一公の将棋雑記

将棋に関する雑記です。

四十二たび大野教室に行く(その4)・パーティーの是非

2013-03-13 00:14:20 | 大野教室
植山悦行七段が自分の将棋の解説を買って出るのは珍しい。それほど、大きな逆転負けだったということだろう。
1回戦は勝ち、2回戦で先崎学八段に当たった。植山七段の先番で、相矢倉に進む。先崎八段は早めに△6四角と覗くが、数手後▲4六銀の形で▲5八飛と回られ、青くなった。次の▲5五歩が受からないのだ。
後手陣は△6二銀・7三歩型なので、△5二飛や△5三銀の応援が利かない。さりとて△6五歩と突いても、△7三歩型なので△同銀と取られてしまう。

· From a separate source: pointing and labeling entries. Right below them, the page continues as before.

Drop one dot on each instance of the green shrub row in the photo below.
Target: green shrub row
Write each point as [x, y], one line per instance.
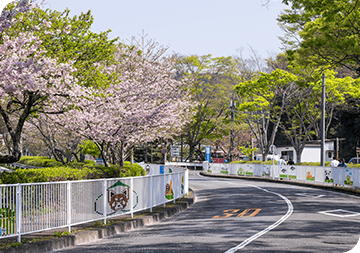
[275, 162]
[71, 171]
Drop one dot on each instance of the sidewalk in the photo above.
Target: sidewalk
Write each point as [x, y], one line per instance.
[47, 240]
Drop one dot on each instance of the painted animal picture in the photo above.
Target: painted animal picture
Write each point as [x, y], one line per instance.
[168, 188]
[118, 201]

先崎八段は△4二角と後退したが、植山七段は▲5五歩と突いて好調。以下6筋の歩も切り、▲5四歩と抑え、▲5三銀と打ちこんでは、早くも植山七段の必勝形となった。気の早い棋士なら、ここで投了してもおかしくない。
植山七段、▲4二銀成と角を取る。が、当然に見えたこの手を植山七段は、激しく後悔した。
ここは▲6四歩と垂らすところ。歩成は許せないと△6二歩と受ければ、▲5二銀不成と突っ込む。次の▲4三銀成~▲5三金が受からず、これは先手必勝である。
「(▲6四歩が入れば)大沢さんでも勝てますよ」
と植山七段は自嘲気味に言った。私の実力ではそれでも怪しいが、先手を持って楽しいことは確かだ。

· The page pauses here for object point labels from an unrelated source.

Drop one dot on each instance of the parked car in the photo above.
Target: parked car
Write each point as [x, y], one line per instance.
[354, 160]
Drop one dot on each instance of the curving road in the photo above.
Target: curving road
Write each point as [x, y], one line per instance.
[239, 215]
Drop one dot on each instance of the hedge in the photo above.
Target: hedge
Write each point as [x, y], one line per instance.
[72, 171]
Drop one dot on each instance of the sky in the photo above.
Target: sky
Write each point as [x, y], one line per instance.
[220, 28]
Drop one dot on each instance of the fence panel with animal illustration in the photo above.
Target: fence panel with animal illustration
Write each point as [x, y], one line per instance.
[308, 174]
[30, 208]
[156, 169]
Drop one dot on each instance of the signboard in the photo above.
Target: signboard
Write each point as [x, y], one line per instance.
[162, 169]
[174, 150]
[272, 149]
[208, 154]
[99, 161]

本譜、▲4二銀成でも先手が優勢だったのだが、ここから先手の指し手が微妙に狂ってゆく。
先崎八段は劣勢だから、指し手に迷いがない。悪手に悪手を重ねるような手を指して、植山七段を幻惑してゆく。
逆にマズいのが植山七段だ。あの将棋をどうしておかしくしたんだ…と後悔するいとまもなく、背後からは秒読みが迫ってくる。疑問手と悪手を連ねた末、ついに形勢が入れ替わり、後手勝勢となった。
最後は△5五銀と華麗な捨て駒が出て、植山七段投了。あああ…これは痛い敗戦。私は掛ける言葉がなかった(実際は何か言ったが)。

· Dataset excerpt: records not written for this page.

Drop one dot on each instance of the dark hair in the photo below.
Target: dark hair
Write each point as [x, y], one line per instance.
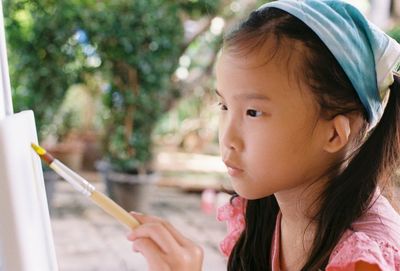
[349, 192]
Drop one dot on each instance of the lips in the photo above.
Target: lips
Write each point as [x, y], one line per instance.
[233, 170]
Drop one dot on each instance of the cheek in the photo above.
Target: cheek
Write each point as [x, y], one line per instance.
[279, 154]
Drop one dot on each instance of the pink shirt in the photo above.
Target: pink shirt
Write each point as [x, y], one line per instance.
[374, 238]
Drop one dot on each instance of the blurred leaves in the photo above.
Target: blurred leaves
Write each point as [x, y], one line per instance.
[135, 45]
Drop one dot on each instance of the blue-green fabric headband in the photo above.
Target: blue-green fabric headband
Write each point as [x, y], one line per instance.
[367, 55]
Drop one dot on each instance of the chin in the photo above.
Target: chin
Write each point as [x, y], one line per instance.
[251, 195]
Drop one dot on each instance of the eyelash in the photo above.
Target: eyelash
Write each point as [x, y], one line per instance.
[249, 112]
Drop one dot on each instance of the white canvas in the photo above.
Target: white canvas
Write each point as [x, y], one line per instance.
[26, 241]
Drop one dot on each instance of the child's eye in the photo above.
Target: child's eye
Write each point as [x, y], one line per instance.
[222, 106]
[253, 113]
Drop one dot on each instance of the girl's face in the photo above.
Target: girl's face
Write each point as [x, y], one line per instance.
[270, 132]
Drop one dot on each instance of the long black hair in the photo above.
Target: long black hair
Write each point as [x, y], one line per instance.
[349, 192]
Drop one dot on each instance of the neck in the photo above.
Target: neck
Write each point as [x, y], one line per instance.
[297, 206]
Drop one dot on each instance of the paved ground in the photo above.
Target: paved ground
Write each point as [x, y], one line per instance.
[87, 239]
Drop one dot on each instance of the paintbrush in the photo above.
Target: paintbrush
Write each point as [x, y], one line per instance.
[87, 189]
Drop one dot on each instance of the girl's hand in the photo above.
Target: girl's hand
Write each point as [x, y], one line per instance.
[163, 246]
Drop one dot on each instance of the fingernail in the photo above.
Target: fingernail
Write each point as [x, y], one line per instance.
[135, 213]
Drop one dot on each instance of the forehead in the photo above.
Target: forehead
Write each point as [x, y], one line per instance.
[253, 71]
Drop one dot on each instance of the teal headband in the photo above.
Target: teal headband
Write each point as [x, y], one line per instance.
[367, 55]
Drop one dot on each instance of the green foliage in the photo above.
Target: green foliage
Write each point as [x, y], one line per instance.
[40, 69]
[198, 8]
[395, 33]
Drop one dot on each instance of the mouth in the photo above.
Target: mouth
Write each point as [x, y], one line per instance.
[233, 170]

さて、夕食に出る。きょうの参加者は大野八一雄七段、植山七段、W氏、Fuj氏、Minamiちゃん、私。私を除いて、いつものメンバーだ。
きょうは久しぶりに、海鮮居酒屋に行く。一昨年の秋、何度かお邪魔した店だ。そのときは野月浩貴七段も参加してくださり、帰りの電車では興味深い話を聞かせていただいた。また野月七段にお会いできればと思う。
店に入る。きょうは大野七段が割引券を持っているらしい。
店員さんに飲み物を聞かれて、私とFuj氏は何かを頼まねばと思案する。けっきょくウーロン茶を4つ(!!)頼んだのだが、これは悪手だった。きょうは酒を飲みに来たのではなく食事に来ただけだから、飲み物は無視してよかったのだ。
運ばれてきたウーロン茶の2つは、大野七段とW氏に回した。そして勘定も各自で払っていただく。私は自分勝手なのである。とはいうものの、大野七段とW氏には悪いことをした。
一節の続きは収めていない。